さすが銀行のビッグプロジェクトはすごい、と思ってはいけない

先日、みずほ銀行のシステム統合プロジェクトの工期が約1年延期されることが発表になりました

同行の勘定系システムは稼働からすでに25年以上が経過しているなど、かなり老朽化・複雑化しているとのことで、さまざまな事情とリスクを勘案した結果だろうと推察します。

マスコミは同行のシステム統合事例を「史上最大規模、世界でも類を見ないシステムプロジェクト」として取り上げるきらいがありますが、わたしはこの事例は、多くの企業が手本とすべきものではないと考えています。

この事例のような大規模システム全面刷新、いわゆる「ビッグバン導入」は、本来避けるべき方法です。莫大な労力と費用を投じた挙句に頓挫するリスクが非常に高いやりかたです。難易度が非常に高いぶん、成功すれば大々的に取り上げられて一様にほめられるでしょうが、正しい努力だとは思えません。同行にとっては、残念ながらこれしか選択肢がないのだろうと、わたしは見ています。

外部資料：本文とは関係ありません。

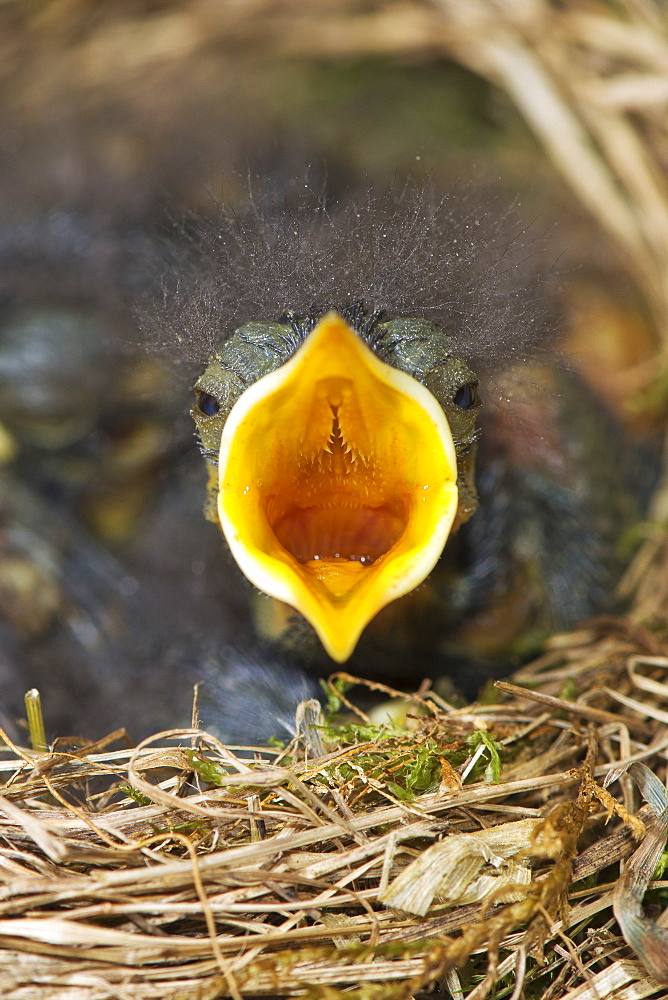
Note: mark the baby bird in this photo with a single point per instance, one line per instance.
(341, 438)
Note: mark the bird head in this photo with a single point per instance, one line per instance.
(341, 450)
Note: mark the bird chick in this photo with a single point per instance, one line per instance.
(347, 353)
(339, 474)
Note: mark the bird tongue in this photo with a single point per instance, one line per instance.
(337, 483)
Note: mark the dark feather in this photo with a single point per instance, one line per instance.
(459, 261)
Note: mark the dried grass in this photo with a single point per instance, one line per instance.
(181, 869)
(282, 875)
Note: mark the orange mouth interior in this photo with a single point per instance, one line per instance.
(337, 483)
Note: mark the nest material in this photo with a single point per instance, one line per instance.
(475, 837)
(290, 875)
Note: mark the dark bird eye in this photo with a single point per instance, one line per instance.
(466, 397)
(207, 404)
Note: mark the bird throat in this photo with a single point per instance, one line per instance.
(337, 483)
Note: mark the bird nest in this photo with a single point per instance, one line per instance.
(477, 848)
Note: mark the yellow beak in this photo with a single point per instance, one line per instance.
(337, 483)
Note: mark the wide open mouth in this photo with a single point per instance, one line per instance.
(337, 483)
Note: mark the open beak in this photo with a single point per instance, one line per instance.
(337, 486)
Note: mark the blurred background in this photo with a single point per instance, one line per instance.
(115, 117)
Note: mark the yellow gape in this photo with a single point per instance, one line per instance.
(337, 486)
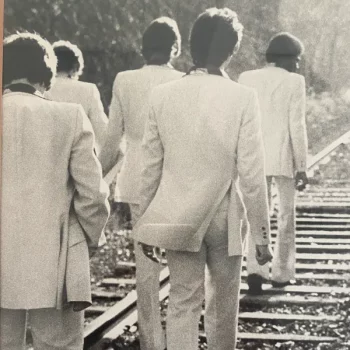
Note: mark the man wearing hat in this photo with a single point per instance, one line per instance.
(281, 95)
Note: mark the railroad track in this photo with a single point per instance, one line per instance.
(296, 314)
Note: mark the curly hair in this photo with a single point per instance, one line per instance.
(28, 56)
(69, 58)
(214, 36)
(284, 50)
(161, 41)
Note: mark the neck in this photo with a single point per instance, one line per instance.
(37, 87)
(67, 75)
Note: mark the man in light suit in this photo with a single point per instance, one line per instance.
(161, 43)
(49, 173)
(67, 88)
(282, 99)
(202, 134)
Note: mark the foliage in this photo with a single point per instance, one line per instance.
(109, 31)
(109, 34)
(328, 118)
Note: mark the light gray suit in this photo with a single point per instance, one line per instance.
(48, 165)
(202, 134)
(88, 96)
(282, 100)
(128, 114)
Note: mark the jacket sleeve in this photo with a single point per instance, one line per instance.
(152, 158)
(110, 150)
(91, 192)
(251, 171)
(97, 117)
(297, 124)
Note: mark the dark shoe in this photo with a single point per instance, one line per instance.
(255, 284)
(282, 284)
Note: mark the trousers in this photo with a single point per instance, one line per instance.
(151, 332)
(51, 329)
(283, 262)
(209, 274)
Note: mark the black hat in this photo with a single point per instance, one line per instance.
(285, 44)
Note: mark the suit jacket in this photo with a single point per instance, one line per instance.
(87, 95)
(282, 101)
(203, 133)
(127, 115)
(48, 167)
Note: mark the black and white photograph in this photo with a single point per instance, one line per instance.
(175, 175)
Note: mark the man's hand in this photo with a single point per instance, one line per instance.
(301, 180)
(263, 254)
(92, 251)
(153, 253)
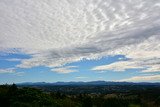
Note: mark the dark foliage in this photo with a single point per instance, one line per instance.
(11, 96)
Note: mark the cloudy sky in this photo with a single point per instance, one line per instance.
(79, 40)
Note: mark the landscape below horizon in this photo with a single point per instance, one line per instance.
(79, 53)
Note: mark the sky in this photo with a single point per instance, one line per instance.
(79, 40)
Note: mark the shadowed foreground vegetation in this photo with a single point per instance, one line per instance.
(11, 96)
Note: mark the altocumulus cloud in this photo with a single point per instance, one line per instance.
(57, 32)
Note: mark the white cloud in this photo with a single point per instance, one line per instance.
(57, 32)
(80, 77)
(64, 70)
(143, 78)
(14, 59)
(7, 70)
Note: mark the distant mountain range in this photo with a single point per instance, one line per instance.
(88, 83)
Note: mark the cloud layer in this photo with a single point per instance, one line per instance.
(57, 32)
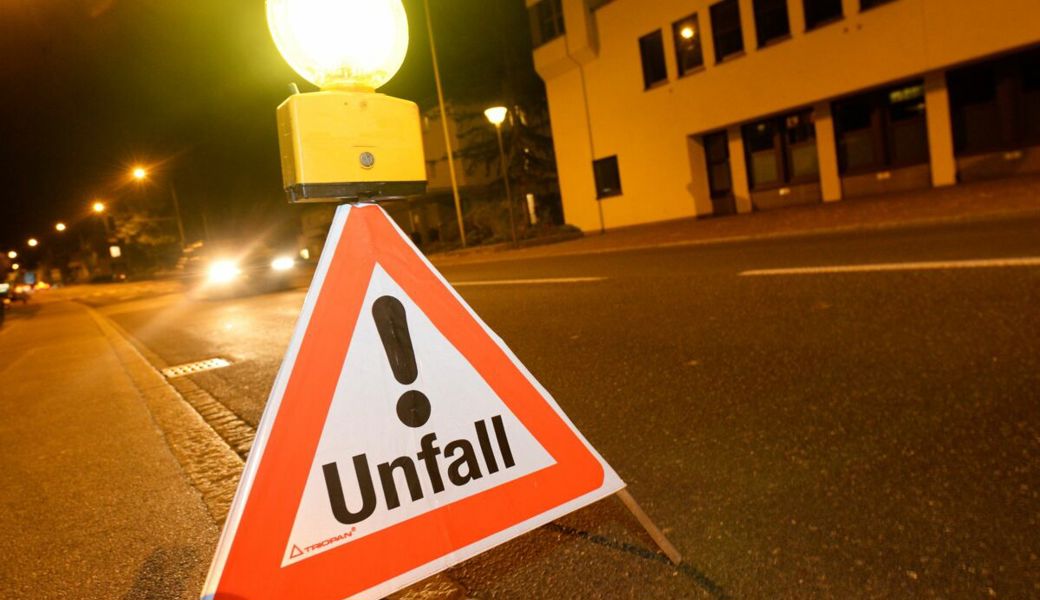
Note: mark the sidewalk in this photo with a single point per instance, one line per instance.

システム開発プロジェクトの理想の姿は、小さく実施することです。プロジェクトの最大の目標は、「つつがなく完了する」こと。そうだとしたら、もし元のシステム構想が大規模であれば、それをできるだけ小さく分割してコントロールを容易にし、リスクを下げて実行できるようにしたほうがよいのは当然です。さらには、開発規模が小さくなればパートナーに選定できるベンダーの幅も広がり、コスト削減の可能性も大きくなります。

大規模なものを大規模なまま実施するということはつまり、ユーザー企業が、いかに分割すればよいのかにアタマを使っていないということです。そして大規模にすればするほど、いわゆるITゼネコンでなければ受注できないようなシロモノになり、コストは半端な規模では済まなくなります。

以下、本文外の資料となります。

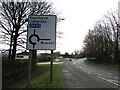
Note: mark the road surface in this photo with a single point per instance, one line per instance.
(78, 74)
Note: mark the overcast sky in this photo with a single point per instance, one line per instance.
(80, 15)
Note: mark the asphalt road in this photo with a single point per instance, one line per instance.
(78, 74)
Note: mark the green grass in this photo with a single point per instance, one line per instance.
(61, 59)
(112, 66)
(43, 81)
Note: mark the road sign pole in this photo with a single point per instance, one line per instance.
(51, 67)
(29, 67)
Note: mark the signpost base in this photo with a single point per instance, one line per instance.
(51, 67)
(29, 67)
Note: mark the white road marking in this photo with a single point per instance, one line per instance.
(108, 81)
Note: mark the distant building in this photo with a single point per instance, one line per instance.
(22, 55)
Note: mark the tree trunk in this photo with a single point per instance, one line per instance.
(10, 50)
(14, 45)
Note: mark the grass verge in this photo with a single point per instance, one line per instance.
(43, 81)
(111, 66)
(61, 59)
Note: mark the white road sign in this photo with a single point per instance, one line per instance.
(41, 33)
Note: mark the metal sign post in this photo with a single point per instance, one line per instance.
(29, 67)
(41, 35)
(51, 66)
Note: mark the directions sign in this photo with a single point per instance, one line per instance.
(41, 33)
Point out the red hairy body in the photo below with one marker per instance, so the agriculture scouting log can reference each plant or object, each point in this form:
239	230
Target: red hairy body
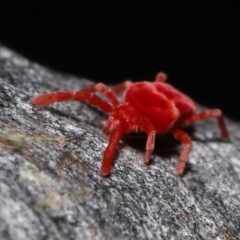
152	107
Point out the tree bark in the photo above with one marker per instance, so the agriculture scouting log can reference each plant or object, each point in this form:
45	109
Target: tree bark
51	188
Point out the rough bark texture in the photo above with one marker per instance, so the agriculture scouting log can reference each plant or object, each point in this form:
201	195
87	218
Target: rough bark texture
50	186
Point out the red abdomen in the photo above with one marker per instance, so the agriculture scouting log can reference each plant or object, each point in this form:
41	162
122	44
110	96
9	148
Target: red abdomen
161	103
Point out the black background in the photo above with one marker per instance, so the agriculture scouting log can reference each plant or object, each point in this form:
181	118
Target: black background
196	44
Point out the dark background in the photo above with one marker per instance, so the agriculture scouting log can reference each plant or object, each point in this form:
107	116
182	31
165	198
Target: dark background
196	44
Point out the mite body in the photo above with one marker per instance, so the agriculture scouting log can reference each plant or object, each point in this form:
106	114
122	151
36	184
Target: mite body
151	107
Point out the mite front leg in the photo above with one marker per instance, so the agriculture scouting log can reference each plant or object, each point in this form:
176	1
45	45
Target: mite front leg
102	88
149	146
46	99
214	113
187	145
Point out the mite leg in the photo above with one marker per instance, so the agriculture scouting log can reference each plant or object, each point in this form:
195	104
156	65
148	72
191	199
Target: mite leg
46	99
110	152
214	113
122	87
149	146
161	77
187	145
107	92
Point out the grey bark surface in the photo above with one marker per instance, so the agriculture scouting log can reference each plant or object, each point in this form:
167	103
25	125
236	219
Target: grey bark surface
50	186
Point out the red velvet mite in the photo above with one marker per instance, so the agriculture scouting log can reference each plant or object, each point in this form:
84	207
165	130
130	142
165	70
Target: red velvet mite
152	107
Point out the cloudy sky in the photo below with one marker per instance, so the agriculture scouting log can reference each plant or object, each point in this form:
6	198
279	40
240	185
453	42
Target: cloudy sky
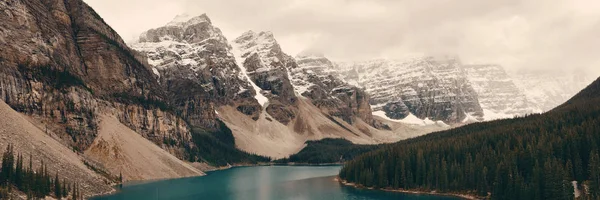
518	34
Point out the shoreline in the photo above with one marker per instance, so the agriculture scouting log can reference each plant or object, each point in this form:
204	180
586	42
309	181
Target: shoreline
434	193
206	172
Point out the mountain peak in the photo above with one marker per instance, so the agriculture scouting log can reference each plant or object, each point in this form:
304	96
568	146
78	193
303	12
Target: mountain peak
186	20
310	53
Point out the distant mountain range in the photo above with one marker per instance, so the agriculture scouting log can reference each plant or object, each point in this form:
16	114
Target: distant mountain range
195	96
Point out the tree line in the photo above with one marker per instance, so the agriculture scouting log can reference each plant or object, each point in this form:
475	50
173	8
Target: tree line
35	183
541	156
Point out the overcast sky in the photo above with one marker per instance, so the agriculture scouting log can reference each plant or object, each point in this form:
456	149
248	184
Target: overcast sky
518	34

ビッグバン導入は、百害あって、成功すれば一利に加えてマスコミに取り上げられてほめてもらえる特典くらいあり、失敗や頓挫をすれば百害に加えて会社が傾くほどの損害まで被るかもしれません。経営者はこのことを直感では感じていることが多いのですが、IT担当が出してくる計画にロジカルに反論する力がないのが実情でしょう。

そうした計画しか出せない諸悪の根源は、ビッグバン導入以外に選択肢がなくなってしまうほどに、企業内のリーダー層が、システムのつくりの問題に見て見ぬふりをしてきたことなのかもしれません。それは、経営者の責任でもあります。経営者にはこの点に、まずは目を向けていただきたいと感じています。

知るだけで、終わっていないか

最近、技術の進化を背景にしたトピックに、事欠かないような気がします。

例えば、電子書籍。リーダーやスマホで読書する人は珍しくなくなり、本はもはや紙で読むのが当たり前でもなくなってきました。ビッグデータにまつわる喧騒は、単なるバズワードでもない様相も感じさせます。JR東日本がSuicaの利用履歴データを利用者に十分な説明をせずに販売し、パーソナルデータの取り扱いについて論議を呼びました。そういえば最近、自動車業界では自動運転技術が盛り上がっています。日本でも、複数の企業がデモンストレーションを公開して技術を競っています。

こうした動向をメディアなどで目にしたときに、自分は何を考えるか。ビジネスの仕組みやシステムを企画するうえでとても重要なことだと、常々ボヤッとしているアタマをたたき起こしてリマインドするようにしています。

ともすれば、「電子書籍もいいけれど、やっぱり紙で読んだほうがいいなぁ」であったり、「自動運転の車が買えるようになるのはもうちょっと先だろうから、まだあまり関係ないかなぁ」などと、個人の視点で捉えて終わってしまいがちです。個人の趣味趣向であればそれでよいのですが、ビジネスの世界において同じことをしていると、たとえいま一流の会社でも、いつのまにか事業がピンチに追い込まれてしまうかもしれません。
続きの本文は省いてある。